Inconsistent results when using call-mods + pileup or pileup directly
I noticed a discrepancy in the obtained calls when using in succession modkit pileup on a bam file obtained with modkit call-mods vs a pileup directly obtained from modkit pileup.
Using call-mods + pileup:
modkit call-mods -p 0.2 --mod-threshold a:0.8 input.bam called.bam
modkit pileup --no-filtering called.bam pileup_A.bed
Using pileup directly:
modkit pileup -p 0.2 --mod-threshold a:0.8 --no-filtering input.bam pileup_B.bed
I would naively expect the two resulting pileups to be identical or at least close in terms of reported %mA and yet average methylation differs significantly (>10% on my data, ~65% vs 78%).
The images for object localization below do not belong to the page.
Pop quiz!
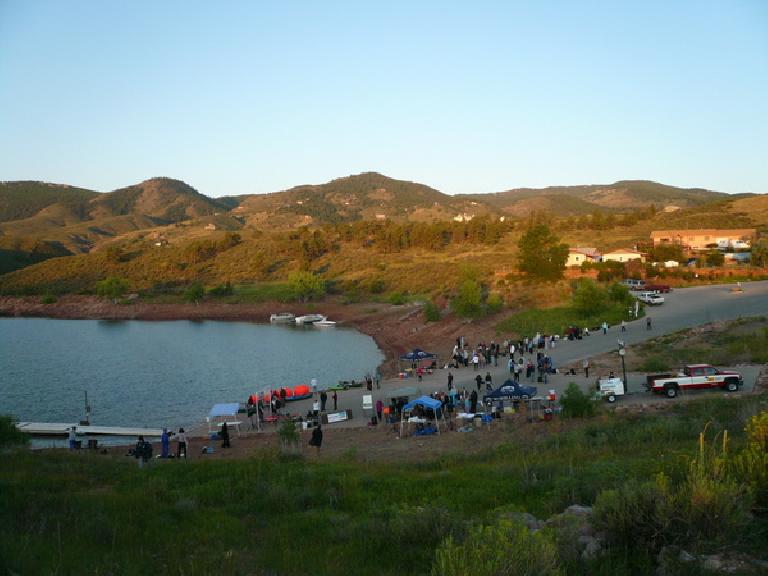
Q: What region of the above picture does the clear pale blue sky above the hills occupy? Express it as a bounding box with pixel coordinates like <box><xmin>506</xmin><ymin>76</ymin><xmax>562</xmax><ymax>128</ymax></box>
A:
<box><xmin>0</xmin><ymin>0</ymin><xmax>768</xmax><ymax>196</ymax></box>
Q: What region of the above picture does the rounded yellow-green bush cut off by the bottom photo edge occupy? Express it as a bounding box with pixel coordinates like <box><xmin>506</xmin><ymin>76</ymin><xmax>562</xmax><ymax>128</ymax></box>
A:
<box><xmin>432</xmin><ymin>520</ymin><xmax>562</xmax><ymax>576</ymax></box>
Perhaps I am missing something in the way modkit call-mods operates?
For completeness when using call-mods + pileup using the same filtering thresholds I get identical results as when using pileup with --no-filtering so:
modkit call-mods -p 0.2 --mod-threshold a:0.8 input.bam called.bam
modkit pileup -p 0.2 --mod-threshold a:0.8 called.bam pileup_C.bed
pileup_C is identical to pileup_A (but both are significantly different to pileup_B).
Hello @ppapasaikas,
I'm a little confused how you're generating pileup_B.bed. All of the most recent versions will not let you pass the --filter-percentile (-p) option along with the --no-filtering flag. Could you tell me what version of modkit you're using ($ modkit --version)? Also, are you using modkit summary to assess the %mA or pileup? (just so I can reproduce on my side).
Thank you for the quick reply. You are right, that was a copy pasting error on my side. For pileup_B (pileup only bed generation) it should be:
modkit pileup -p 0.2 --mod-threshold a:0.8 input.bam pileup_B.bed
I am using modkit v.0.2.3.
I am using directly the generated modkit pileup outputs in all cases to assess %mA.
Hello @ppapasaikas,
You may get different results from running modkit pileup with specified thresholds compared to first running modkit call-mods with specified thresholds then using pileup because the filter thresholds are estimated slightly differently. In pileup only mapped reads and mapped bases are used. Whereas in modkit call-mods unmapped reads and bases are used. You can see the difference in the logs:
src/command_utils.rs::117][2024-02-16 18:08:07][DEBUG] estimated pass threshold 0.8417969 for primary sequence base A
The exact line number might be different if you update to a more recent version of modkit. What I would suggest is running modkit sample-probs with --only-mapped to estimate the filter threshold then use this number for both other procedures (--filter-threshold ${sample_probs_output} --mod-threshold a:0.8).
I'll add an option to call-mods to make the threshold estimation exactly identical to pileup. If you confirm this is the case, (i.e. using user-provided thresholds makes the final outputs the same), I'll change the issue to reflect adding the flag to call-mods.
I followed the suggested procedure:
# [src/command_utils.rs::117][2024-02-16 21:05:56][DEBUG] estimated pass threshold 0.7324219 for primary sequence base A
Then created the two pileups:
modkit call-mods --filter-threshold 0.7324219 --mod-threshold a:0.8 input.bam called.bam
samtools index called.bam
modkit pileup --filter-threshold 0.7324219 --mod-threshold a:0.8 called.bam --only-tabs pileup1.bed
(Again for the above case in the second step replacing --filter-threshold 0.7324219 --mod-threshold a:0.8 with --no-filtering yields identical results.)
And
modkit pileup --filter-threshold 0.7324219 --mod-threshold a:0.8 input.bam --only-tabs pileup2.bed
The two resulting pileups are definitely not identical. Not only in terms of fraction modified but also Nvalid_cov and all other Nxxx columns of the bedmethyl file. The difference is not subtle either. pileup1 (the version going through call-mods) reports consistently higher Nvalid_cov and lower fraction modified.
In case you cannot replicate with an in-house dataset I can share a sample bam file.
Hello @ppapasaikas,
If you can share a BAM that exposes the issue that would help a lot and I'd be more than happy to take a look. Thanks!
@ppapasaikas
Any update, keen to investigate the problem if you're willing to share a BAM that exposes it.